0

For the broader scope of my challenge-at-hand, I have been looking for a usable InDesign GREP statement to help automate the conversion of serial commas from the non-Oxford style to the Oxford comma (and vice versa).

For the purposes of simplifying this question for the SE community I will limit the challenge to using GREP to FIND non-Oxford style commas.

I have used two expressions, both of which draw in too much content:

  1. from my own development:
    ,(.*?),(.*?) and (.*?)
    

Result:

, and the possibility of detecting signs of life, biomarkers, occupies the thoughts of many researchers. Such measurements may be possible with the next generation of large aperture optical telescopes.

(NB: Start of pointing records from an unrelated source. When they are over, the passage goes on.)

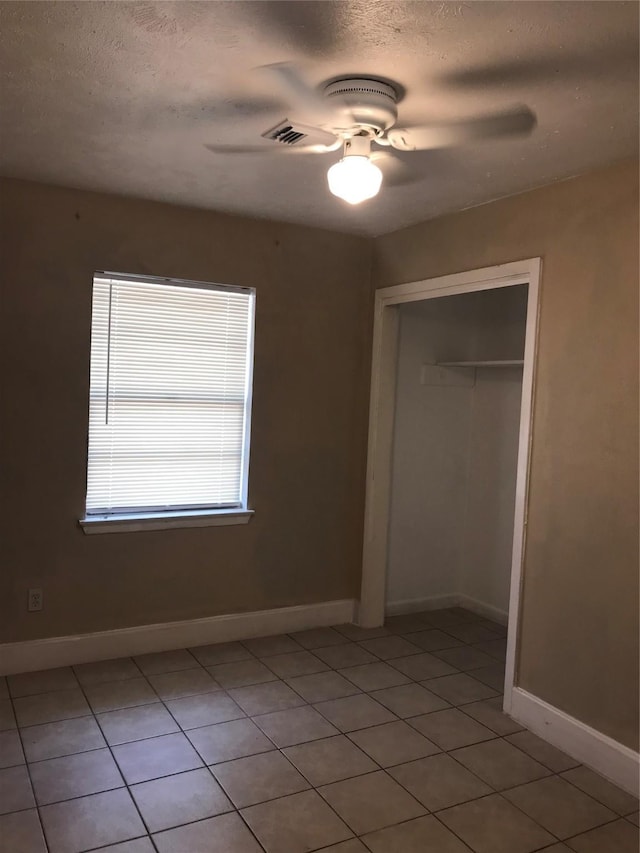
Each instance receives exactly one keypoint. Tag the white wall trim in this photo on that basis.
(123, 642)
(603, 754)
(436, 602)
(484, 609)
(381, 417)
(416, 605)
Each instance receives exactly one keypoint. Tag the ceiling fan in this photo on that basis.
(354, 113)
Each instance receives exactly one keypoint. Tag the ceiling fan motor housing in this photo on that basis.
(371, 103)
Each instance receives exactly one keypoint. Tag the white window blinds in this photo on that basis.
(170, 395)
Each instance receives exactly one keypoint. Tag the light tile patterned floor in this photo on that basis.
(388, 740)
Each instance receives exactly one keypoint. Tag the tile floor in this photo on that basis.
(335, 739)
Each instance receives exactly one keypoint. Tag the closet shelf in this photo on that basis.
(518, 362)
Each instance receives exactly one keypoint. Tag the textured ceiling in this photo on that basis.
(122, 96)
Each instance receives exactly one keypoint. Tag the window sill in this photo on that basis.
(136, 522)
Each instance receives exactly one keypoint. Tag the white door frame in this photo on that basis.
(381, 417)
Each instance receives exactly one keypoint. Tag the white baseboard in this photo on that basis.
(603, 754)
(123, 642)
(415, 605)
(436, 602)
(482, 609)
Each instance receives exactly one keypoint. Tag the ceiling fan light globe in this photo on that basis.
(354, 179)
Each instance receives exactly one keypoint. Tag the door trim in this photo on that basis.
(380, 440)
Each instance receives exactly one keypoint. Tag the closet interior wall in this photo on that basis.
(455, 450)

Looking back to the Big Bang, we are now on the verge of measuring the impact of gravitational waves generated by quantum effects during the Inflationary epoch, an era when the Universe expanded at unprecedented rates. Aside from generating important new knowledge, modern astronomy both utilizes and

  1. from an InDesign user forum:

    (?<=\w,)(.+)(.*?)(?= and)

Result:

and the possibility of detecting signs of life, biomarkers, occupies the thoughts of many researchers. Such measurements may be possible with the next generation of large aperture optical telescopes. Looking back to the Big Bang, we are now on the verge of measuring the impact of gravitational waves generated by quantum effects during the Inflationary epoch, an era when the Universe expanded at unprecedented rates. Aside from generating important new knowledge, modern astronomy both utilizes

As you can see neither result picks up a serial comma and both are too broad to be effective.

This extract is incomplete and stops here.